Virtual Seismometers for Induced Seismicity Monitoring

Abstract:

Induced seismicity is associated with subsurface fluid injection, and puts at risk efforts to develop geologic carbon sequestration and enhanced geothermal systems. We are developing methods to monitor the microseismically active zone so that we can identify faults at risk of slipping.

We are using the Virtual Seismometer Method (VSM), which is an interferometric technique that is very sensitive to the source parameters (location, mechanism and magnitude) and to the earth structure in the source region. Given an ideal geometry, that is, when two quakes are roughly in line with a recording station, the correlation of their waveforms provide a precise estimate of the Green's function between them, modified by their source mechanisms. When measuring microseismicity, this geometry is rarely ideal and we need to account for variations in the geometry as well. VSM enables us to virtually place seismometers inside a micro events cloud, where we can focus on properties directly between induced micro events, and doing so, monitor the evolution of the seismicity and precisely image potential fault zones.

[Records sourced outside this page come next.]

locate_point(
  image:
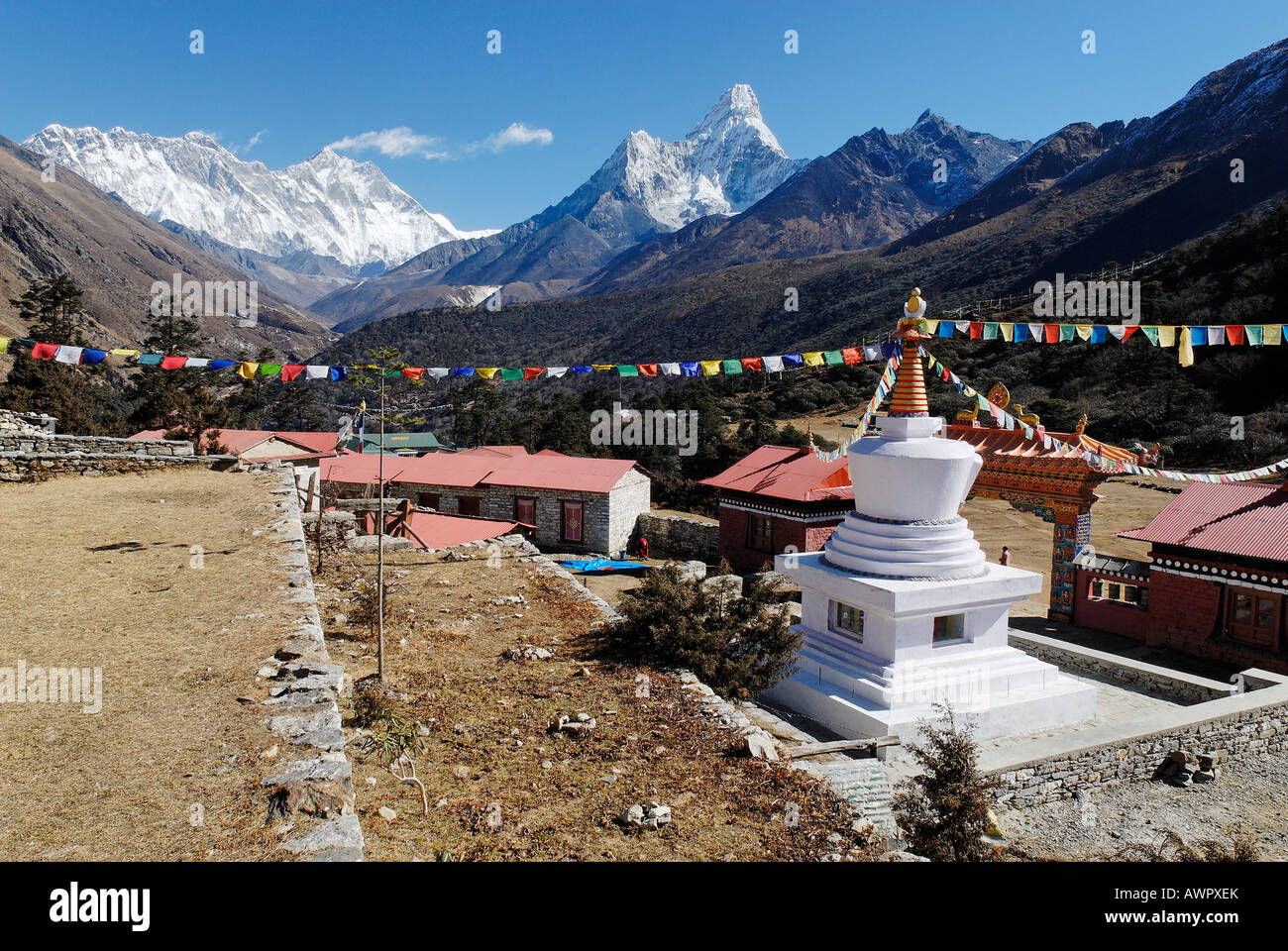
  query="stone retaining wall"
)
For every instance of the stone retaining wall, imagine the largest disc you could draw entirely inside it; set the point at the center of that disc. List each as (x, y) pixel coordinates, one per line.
(1145, 678)
(29, 467)
(678, 536)
(1247, 723)
(62, 445)
(314, 778)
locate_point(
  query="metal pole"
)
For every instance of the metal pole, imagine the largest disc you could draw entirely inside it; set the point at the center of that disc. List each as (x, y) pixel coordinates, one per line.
(380, 540)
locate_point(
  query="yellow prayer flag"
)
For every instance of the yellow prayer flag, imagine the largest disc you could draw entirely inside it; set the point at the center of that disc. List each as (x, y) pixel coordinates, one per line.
(1186, 351)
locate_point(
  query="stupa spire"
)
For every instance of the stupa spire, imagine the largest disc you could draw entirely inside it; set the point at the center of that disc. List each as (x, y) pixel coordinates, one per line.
(910, 385)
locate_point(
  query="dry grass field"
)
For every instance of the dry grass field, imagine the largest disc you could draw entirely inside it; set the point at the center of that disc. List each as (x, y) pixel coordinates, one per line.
(500, 787)
(97, 575)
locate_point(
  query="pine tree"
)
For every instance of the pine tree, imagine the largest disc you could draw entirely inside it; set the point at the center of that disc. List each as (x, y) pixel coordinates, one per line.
(50, 307)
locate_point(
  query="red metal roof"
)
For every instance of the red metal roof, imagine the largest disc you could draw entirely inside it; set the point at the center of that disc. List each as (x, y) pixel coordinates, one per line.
(781, 472)
(468, 470)
(241, 441)
(1240, 518)
(441, 531)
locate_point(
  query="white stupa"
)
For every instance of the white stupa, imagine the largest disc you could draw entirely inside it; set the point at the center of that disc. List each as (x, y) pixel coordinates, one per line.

Here, we show that the cross-correlated signals recorded at the surface are a combination of the strain field between two sources times a moment tensor. Based on this relationship, we demonstrate how we can use this measured cross-correlated signal to invert for focal mechanism.

This work was performed under the auspices of the U.S. Department of Energy by Lawrence Livermore National Laboratory under Contract DE-AC52-07NA27344.